The Securities and Exchange Board of India has allowed exchanges to introduce future contracts on Corporate Bond Indices.
SEBI had constituted a working group of representatives of NSE, BSE and MSEI to enhance liquidity in the bond market and also to provide opportunity to the investors to hedge their positions.
“Based on the submissions made by the working group and recommendations of Secondary Market Advisory Committee of SEBI, it has been decided to permit stock exchanges to introduce derivative contracts on indices of corporate debt securities rated AA+ and above,” SEBI said in late night circular on Tuesday.

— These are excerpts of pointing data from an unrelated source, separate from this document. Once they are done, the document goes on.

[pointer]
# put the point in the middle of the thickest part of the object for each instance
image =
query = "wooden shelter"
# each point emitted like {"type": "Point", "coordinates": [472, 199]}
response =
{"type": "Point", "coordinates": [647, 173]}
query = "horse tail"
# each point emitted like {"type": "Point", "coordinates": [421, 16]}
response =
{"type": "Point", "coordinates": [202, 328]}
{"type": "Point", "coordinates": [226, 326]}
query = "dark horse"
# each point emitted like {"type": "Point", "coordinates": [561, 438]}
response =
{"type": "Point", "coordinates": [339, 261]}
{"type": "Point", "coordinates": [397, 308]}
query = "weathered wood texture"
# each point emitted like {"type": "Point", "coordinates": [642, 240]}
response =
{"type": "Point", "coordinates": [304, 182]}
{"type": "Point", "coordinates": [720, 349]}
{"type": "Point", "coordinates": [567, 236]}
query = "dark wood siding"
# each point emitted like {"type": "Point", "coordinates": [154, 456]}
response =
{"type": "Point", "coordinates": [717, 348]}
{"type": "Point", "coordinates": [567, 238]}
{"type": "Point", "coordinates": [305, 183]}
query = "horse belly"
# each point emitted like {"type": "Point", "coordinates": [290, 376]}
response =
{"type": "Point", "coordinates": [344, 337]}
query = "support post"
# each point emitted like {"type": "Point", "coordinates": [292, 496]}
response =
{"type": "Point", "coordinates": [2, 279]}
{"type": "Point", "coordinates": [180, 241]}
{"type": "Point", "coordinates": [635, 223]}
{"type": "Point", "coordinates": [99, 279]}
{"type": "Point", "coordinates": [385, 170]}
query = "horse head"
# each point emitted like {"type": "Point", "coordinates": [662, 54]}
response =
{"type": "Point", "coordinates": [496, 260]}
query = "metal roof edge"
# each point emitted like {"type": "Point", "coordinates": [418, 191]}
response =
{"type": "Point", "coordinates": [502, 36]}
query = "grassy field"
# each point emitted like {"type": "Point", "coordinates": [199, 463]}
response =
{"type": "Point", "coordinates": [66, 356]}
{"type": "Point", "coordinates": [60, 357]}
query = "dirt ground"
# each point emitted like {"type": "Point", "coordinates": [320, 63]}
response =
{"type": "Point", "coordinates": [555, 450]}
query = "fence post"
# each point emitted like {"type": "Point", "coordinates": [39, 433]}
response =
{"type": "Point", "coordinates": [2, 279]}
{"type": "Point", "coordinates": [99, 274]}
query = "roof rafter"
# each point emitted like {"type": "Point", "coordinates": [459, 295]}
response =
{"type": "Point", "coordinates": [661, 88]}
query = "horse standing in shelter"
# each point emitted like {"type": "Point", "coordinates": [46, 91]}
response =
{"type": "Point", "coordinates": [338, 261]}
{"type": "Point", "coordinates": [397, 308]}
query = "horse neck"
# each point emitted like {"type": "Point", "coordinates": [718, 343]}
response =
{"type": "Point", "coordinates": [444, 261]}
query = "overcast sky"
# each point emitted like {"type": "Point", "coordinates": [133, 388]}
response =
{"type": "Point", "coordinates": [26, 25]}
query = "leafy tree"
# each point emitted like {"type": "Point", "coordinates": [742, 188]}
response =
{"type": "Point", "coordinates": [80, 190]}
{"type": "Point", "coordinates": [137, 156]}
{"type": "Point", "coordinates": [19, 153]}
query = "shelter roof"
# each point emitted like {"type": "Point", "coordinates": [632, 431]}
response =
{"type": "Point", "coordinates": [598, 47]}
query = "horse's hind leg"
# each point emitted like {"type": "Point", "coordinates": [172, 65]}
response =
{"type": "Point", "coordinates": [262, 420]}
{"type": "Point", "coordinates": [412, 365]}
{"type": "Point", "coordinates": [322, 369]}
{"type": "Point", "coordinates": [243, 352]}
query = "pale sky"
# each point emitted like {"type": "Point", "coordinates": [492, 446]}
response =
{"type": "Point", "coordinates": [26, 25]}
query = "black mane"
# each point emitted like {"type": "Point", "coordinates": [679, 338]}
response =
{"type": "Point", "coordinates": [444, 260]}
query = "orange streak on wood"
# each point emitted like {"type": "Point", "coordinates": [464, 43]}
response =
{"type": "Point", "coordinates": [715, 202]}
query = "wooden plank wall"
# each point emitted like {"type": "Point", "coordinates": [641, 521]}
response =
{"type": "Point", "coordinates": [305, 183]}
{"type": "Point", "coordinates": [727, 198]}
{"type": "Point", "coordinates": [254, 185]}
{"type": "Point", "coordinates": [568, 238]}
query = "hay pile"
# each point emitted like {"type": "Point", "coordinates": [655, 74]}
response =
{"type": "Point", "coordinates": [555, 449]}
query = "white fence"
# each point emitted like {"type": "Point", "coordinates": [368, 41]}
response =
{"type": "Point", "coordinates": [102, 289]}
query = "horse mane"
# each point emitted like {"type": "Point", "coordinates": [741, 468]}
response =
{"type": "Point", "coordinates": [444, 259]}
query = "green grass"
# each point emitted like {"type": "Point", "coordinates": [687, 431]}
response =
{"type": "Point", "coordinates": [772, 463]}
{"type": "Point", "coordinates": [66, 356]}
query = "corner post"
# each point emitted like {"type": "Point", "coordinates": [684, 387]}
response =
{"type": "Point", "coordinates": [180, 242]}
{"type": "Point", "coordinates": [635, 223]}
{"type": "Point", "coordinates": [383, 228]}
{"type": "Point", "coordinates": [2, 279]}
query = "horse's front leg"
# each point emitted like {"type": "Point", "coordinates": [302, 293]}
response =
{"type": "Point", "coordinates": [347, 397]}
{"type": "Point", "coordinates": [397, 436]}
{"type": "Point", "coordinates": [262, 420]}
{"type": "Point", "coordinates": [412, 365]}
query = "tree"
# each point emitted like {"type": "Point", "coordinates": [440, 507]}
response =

The stock exchanges desirous of introducing such contracts should submit a detailed proposal for SEBI’s approval, providing details relating to underlying corporate bond index, the index methodology, contract specifications, applicable trading, clearing & settlement mechanism,risk management framework, the safeguards to ensure market integrity,investor protection,surveillance systems,etc, the circular added.
According to SEBI, the criteria included: Underlying the derivative contract should be composed of corporate debt securities; constituents should have adequate liquidity and diversification at issuer level, as decided by the stock exchanges; should be periodically reviewed (at least on half-yearly basis); single issuer should not have more than 15 per cent weight in the index and there should be at least 8 issuers in the index.
Besides, the index should not have more than 25 per cent weight in a particular group of issuers (excluding securities issued by PSUs, Public Financial Institutions (PFIs) and Public Sector Banks (PSBs).